There is More Than One Type of Foam Insulation
When most people hear foam insulation, they picture one of three things; big sheets of foam board, the canned stuff from the hardware store used to fill gaps, or people dressed in hazmat suits and air systems spraying large open sections of walls or ceilings. All those are, in fact, types of foam insulation, and there are more. There are different products because they each have different purposes. And even though they are all considered foam, they are not made with the same materials.
At RetroFoam of the Carolinas, we specialize in injection foam and spray foam. They are two very different products, but they can work together to make your home a healthier, more comfortable place to be.
Why Should I Use Foam Insulation?
Many people ask why they should use foam instead of traditional bat or blown insulation (fiberglass, rock wool, or cellulose). Think of standing in a cold wind in the wintertime wearing just a t-shirt. The icy air makes the biting wind seem to prick your skin with hundreds of tiny frozen needles. You are freezing. You have a choice between a loose-knit sweater or a windbreaker. You can only have one so which would you choose? Although the sweater seems thicker, the icy wind blows through it. The windbreaker is thinner, but it stops the wind. In reality, you want both a windbreaker (to stop air movement) over the sweater (the insulation).

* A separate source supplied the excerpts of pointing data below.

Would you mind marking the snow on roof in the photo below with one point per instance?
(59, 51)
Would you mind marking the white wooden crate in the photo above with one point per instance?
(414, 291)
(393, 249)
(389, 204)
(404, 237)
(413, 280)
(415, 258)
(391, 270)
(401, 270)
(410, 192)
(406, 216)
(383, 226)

This is the same thing you want for your home, both an air seal and insulation. Traditional insulation is like having only a sweater. Foam is the solution because it is both insulation and creates an air seal.
When to Use Spray Foam
Spray foam is the perfect solution to seal and insulate all at once for open spaces like attics, crawl spaces, and unfinished walls. It is an excellent choice for new construction as well as metal buildings and pole barns.
At RetroFoam of the Carolinas, we utilize a low-pressure, high-volume (LPHV) spray rig that is better for the environment and your home. Less power is required to run the spray system, enabling our installers to use a much smaller generator. The low-pressure spray foam application also allows for a reduction of up to 80% in over spray during the application process compared to high-pressure spray applications. That’s a lot less waste that saves everyone money.
Best of all, with the low-pressure static mix that occurs during the application of materials, atomization does not occur and, VOCs (volatile organic compounds) do not saturate the air, as they do during the application using high-pressure systems. Because of this, installers can wear PPE (personal protective equipment) that consists of organic vapor acid gas respirator cartridges. No fresh air pump is required during the application of high-pressure spray foam. And re-entry times are six times faster than traditional high-pressure spray foam at 4 hours for our LPHV foam versus 24 hours for typical high-pressure spray. It’s a great product, but it doesn’t solve every problem.
Can I Spray Foam Existing Walls?
Remember when I said different products have different purposes? Spray foam is great, but it has limitations. Let’s say your home was built 10, 20, even 50 years ago. You already have insulation, so you have a sweater. But, air movement through your walls is making your home less energy-efficient. Your home is also unable to regulate the temperature as well as it should.
You can’t use spray foam in existing walls unless you rip out your sheetrock and current insulation and start from scratch. That’s where Retrofoam injection foam comes in. If you already have the sweater and only need the windbreaker, RetroFoam is that air seal for existing walls. Being able to inject foam into the stud cavities of your walls, even with existing insulation, and filling every nook and cranny creates a seal that no other product can give you without having to do major renovations.
Why Use RetroFoam?
Retrofoam injection foam is different than spray foam. To start, they have completely different chemical makeups. Retrofoam is water-based mixed with a resin and a foaming agent. Spray foam is two liquid components (ISO and resin) mixed as they are sprayed. They also react in different ways. Spray foam adheres, expands, and becomes rigid very quickly. RetroFoam comes out the consistency of shaving cream and doesn’t expand further and takes longer to cure. Just as you can’t put spray foam into an existing wall without blowing out your sheetrock and tearing up your home, you can’t put injection foam into open spaces. Having the consistency of shaving cream, without the rigidity of the walls to hold it while it cures, Retrofoam would droop like a wedding cake outside in July.
But having Injection foam in your walls and spray foam in your attic and crawl space creates an air seal for the entire house, giving you a building envelope that is more energy-efficient and healthier as allergens can’t travel through the air seal.